Chubu Centrair International Airport (NGO)

Chubu Centrair International Airport, Nagoya, Japan
nagatak/Flickr/CC BY 2.0
  • Location: Tokoname
  • Pros: Beautifully designed facilities; great shopping and dining pre-security (the area is open to the public)
  • Cons: Post-security shopping and dining options are limited
  • Distance to Kanayama Station: A 45-minute taxi costs about $135. A 30-minute train ride costs about $12.

Central Centrair International Airport is located on an artificial island near Tokoname, serves 12 million passengers in It's about 30 minutes to Nagoya by train and 45-minutes by car. The airport is home to a shopping center that's open to the public, making it a bustling destination. Do all your shopping and dining before you head through security, as there are far fewer options once you cross over to the airside. But the airport is thoughtfully designed—unsurprising for Japan.

Hiroshima Airport (HIJ)

Hiroshima Airport
Akanemoto~commonswiki/Wikimedia Commons/CC BY 3.0
  • Location: Mihara
  • Pros: Few crowds; clean facilities; great food selection
  • Cons: There are fewer routes here than at the busier Japanese airports; no train connection to Hiroshima
  • Distance to Downtown Hiroshima: A 45-minute taxi costs about $130. A bus takes just under an hour and costs about $12.

Located about 30 miles west of Hiroshima proper, this airport is a smaller international airport, serving just 2.7 million people in 2018. The vast majority of its flights are to Tokyo's Haneda airport, but it does offer service to China, Singapore, South Korea, and Taiwan. The unusual thing about this airport is that it's not serviced by a train line—you'll have to take the bus to downtown Hiroshima, and it takes almost an hour.
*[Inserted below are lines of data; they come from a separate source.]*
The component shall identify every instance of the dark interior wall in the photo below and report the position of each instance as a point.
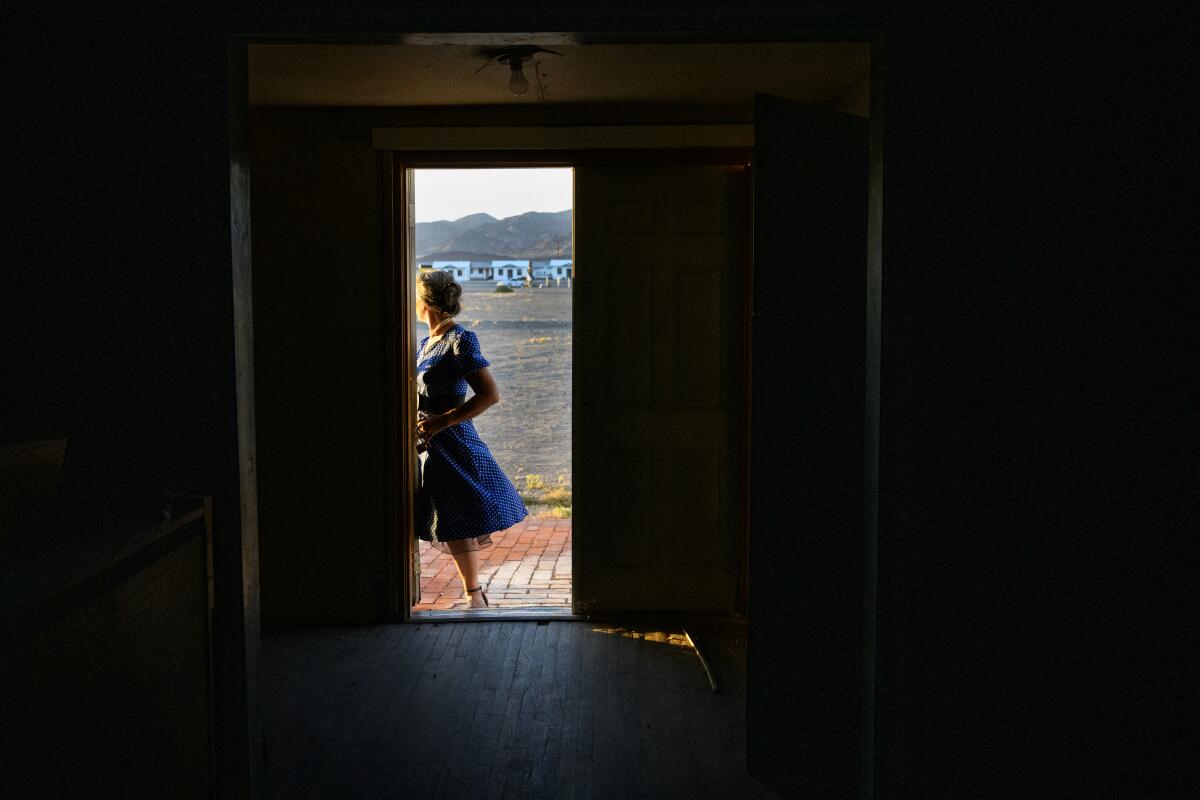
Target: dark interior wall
(319, 360)
(1037, 486)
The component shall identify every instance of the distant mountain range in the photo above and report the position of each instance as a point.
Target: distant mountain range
(481, 238)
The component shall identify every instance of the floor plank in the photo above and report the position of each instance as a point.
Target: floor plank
(499, 709)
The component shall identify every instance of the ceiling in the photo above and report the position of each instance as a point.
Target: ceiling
(445, 74)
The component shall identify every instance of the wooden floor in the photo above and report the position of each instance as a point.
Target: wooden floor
(502, 709)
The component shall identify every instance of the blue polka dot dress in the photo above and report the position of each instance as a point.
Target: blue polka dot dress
(463, 495)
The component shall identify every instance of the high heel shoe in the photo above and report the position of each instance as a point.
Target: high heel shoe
(484, 594)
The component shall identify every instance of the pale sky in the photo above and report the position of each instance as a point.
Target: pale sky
(454, 193)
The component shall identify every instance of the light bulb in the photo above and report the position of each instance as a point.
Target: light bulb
(519, 84)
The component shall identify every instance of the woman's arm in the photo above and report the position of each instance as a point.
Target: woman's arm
(486, 395)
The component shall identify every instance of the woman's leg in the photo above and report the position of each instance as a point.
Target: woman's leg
(467, 560)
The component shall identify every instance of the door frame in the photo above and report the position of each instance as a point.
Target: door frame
(400, 323)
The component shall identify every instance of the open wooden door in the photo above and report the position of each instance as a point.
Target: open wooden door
(807, 463)
(657, 427)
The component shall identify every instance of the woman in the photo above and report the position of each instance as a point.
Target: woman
(463, 497)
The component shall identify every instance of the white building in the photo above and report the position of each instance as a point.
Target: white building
(555, 269)
(460, 270)
(505, 270)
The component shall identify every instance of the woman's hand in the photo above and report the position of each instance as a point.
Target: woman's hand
(431, 426)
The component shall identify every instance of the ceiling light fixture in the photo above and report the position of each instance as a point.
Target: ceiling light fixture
(514, 58)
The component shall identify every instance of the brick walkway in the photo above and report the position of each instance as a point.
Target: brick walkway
(527, 565)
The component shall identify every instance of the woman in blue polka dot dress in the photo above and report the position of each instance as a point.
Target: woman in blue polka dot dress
(463, 495)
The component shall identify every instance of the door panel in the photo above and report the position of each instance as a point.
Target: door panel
(659, 289)
(807, 467)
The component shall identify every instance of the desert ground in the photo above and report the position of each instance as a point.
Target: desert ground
(527, 337)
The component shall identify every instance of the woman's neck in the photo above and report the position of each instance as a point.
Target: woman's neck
(441, 326)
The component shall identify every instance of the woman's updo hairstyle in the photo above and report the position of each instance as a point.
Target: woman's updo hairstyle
(438, 289)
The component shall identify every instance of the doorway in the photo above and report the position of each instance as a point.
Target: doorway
(504, 236)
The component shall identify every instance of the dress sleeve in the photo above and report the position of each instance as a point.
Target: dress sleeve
(467, 356)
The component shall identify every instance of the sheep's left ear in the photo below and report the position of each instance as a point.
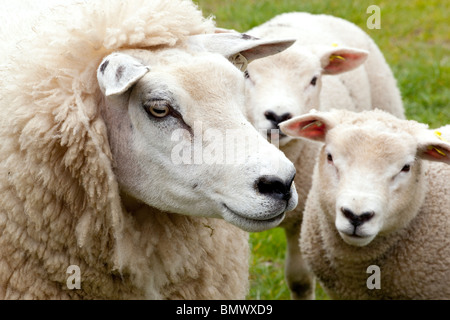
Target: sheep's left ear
(433, 146)
(239, 48)
(313, 125)
(118, 72)
(335, 60)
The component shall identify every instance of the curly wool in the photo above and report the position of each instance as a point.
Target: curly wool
(60, 201)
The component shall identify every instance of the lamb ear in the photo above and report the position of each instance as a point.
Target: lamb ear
(313, 125)
(239, 48)
(118, 72)
(433, 146)
(337, 60)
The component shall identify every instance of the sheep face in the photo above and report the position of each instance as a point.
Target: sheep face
(175, 121)
(289, 84)
(370, 173)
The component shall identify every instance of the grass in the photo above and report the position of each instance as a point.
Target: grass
(415, 39)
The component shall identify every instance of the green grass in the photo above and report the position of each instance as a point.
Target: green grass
(415, 39)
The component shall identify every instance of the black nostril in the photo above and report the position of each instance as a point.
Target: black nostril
(274, 187)
(357, 220)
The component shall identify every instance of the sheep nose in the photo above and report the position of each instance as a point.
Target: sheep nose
(275, 118)
(357, 219)
(274, 187)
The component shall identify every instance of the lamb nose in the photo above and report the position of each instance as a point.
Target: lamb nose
(357, 220)
(275, 118)
(274, 187)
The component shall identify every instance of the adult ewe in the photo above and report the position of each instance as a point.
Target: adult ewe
(97, 107)
(332, 64)
(376, 223)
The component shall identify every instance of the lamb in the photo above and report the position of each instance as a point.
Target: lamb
(101, 123)
(376, 223)
(332, 64)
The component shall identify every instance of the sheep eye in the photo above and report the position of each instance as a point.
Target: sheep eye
(157, 108)
(329, 157)
(406, 168)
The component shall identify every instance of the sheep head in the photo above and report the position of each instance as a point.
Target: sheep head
(179, 138)
(370, 170)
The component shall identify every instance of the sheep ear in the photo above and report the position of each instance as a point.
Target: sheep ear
(314, 126)
(339, 60)
(118, 72)
(433, 146)
(239, 48)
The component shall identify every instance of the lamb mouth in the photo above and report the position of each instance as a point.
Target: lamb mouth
(252, 224)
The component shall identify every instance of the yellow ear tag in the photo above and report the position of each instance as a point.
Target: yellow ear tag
(333, 56)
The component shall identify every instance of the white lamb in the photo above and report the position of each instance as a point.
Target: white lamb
(332, 64)
(105, 109)
(376, 223)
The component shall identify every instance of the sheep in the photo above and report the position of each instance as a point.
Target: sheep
(376, 223)
(102, 122)
(332, 64)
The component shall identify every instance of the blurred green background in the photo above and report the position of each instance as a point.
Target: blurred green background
(415, 39)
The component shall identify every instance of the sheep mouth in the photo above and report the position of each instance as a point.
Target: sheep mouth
(252, 224)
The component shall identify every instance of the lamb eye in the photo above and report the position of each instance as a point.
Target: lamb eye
(329, 157)
(406, 168)
(158, 108)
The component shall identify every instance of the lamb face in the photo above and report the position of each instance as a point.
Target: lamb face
(182, 144)
(370, 172)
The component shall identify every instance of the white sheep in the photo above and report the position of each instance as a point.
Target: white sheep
(99, 100)
(332, 64)
(376, 223)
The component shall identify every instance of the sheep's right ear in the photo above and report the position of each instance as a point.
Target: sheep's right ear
(118, 72)
(313, 125)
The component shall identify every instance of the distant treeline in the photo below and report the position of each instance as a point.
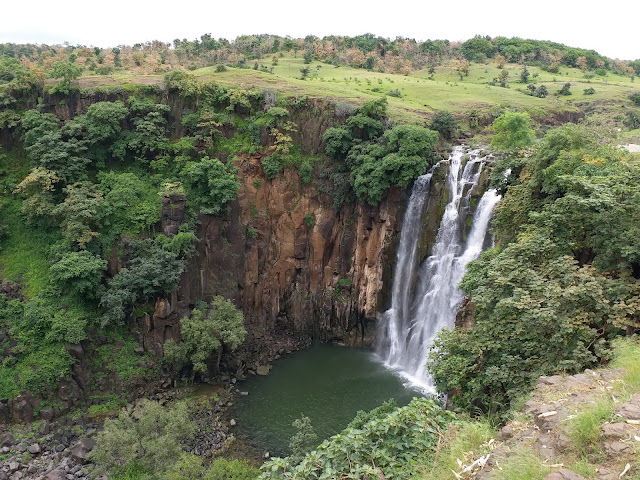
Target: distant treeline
(401, 55)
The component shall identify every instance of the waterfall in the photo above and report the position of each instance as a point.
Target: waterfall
(418, 312)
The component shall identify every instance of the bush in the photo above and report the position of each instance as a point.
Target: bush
(385, 447)
(210, 184)
(444, 123)
(80, 273)
(204, 332)
(565, 90)
(149, 437)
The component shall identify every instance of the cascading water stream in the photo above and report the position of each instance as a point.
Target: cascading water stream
(417, 314)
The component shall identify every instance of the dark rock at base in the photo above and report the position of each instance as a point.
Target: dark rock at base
(57, 474)
(616, 448)
(34, 449)
(563, 474)
(6, 440)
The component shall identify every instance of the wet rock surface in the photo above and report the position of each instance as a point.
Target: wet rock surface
(555, 401)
That said, the airport is hardly crowded, and it has phenomenal facilities, including great dining options.

New Chitose Airport (CTS)

ASDF Boeing 747-400 taking off at Chitose
Suga/Wikimedia Commons/CC BY 2.5
  • Location: Bibi
  • Pros: Largest airport in Hokkaido; great shopping and dining
  • Cons: Can get very crowded
  • Distance to Downtown Sapporo: A 50-minute taxi will cost about $140. A 37-minute train costs about $10.

This airport sits between Chitose and Tomakomai, about 30 miles from Sapporo. As the largest, busiest airport in Hokkaido, it served more than 23 million passengers in 2018, primarily to destinations within Japan, but also to China, South Korea, Singapore, and the United States (to Hawaii), among other countries. While it has a number of restaurants and shops to entertain travelers, its star feature is a rooftop onsen.

Kumamoto Airport (KMJ)

Aso Kumamoto Airport
MIXA / Getty Images
  • Location: Mashiki
  • Pros: Small, clean airport
  • Cons: Limited routes
  • Distance to Downtown Kumamoto: A 50-minute taxi will cost about $50. There's also a public bus that takes about an hour and costs about $7.50.

Though there are only a handful of domestic and international routes, flights are frequent, making this one of the busier of Japan's regional airports. But its relatively small size makes it easy to navigate, and as is typical with buildings in Japan, it's very well maintained. There's no train to the airport—you'll have to take a bus or a taxi.

Sendai International Airport (SDJ)

Sendai International Airport
MasaoTaira / Getty Images
  • Location: Natori
  • Pros: New and improved facilities rebuilt after the 2011 earthquake and tsunami
  • Cons: Limited dining and shopping
  • Distance to Downtown Sendai: A 30-minute taxi will cost about $60. The train takes 25 minutes and costs about $8.

Located in the city of Natori, Sendai International Airport is just about a half hour from downtown Sendai. It handles an average 3.6 million passengers per year, most of whom fly on domestic routes, though there are flights to China, Taiwan, South Korea, and Thailand, too. The airport was severely damaged in the 2011 Tōhoku earthquake and tsunami when floodwaters inundated the runway and terminal—it was renovated within two months of the disaster.

Nagasaki Airport (NGS)

Nagasaki airport (NGS) in Japan
Taro Hama @ e-kamakura / Getty Images
  • Location: Ōmura
  • Pros: Small and easy to navigate
  • Cons: Limited routes
  • Distance to Downtown Nagasaki: A 35-minute taxi will cost about $90. A bus takes 45 minutes and costs about $9.50.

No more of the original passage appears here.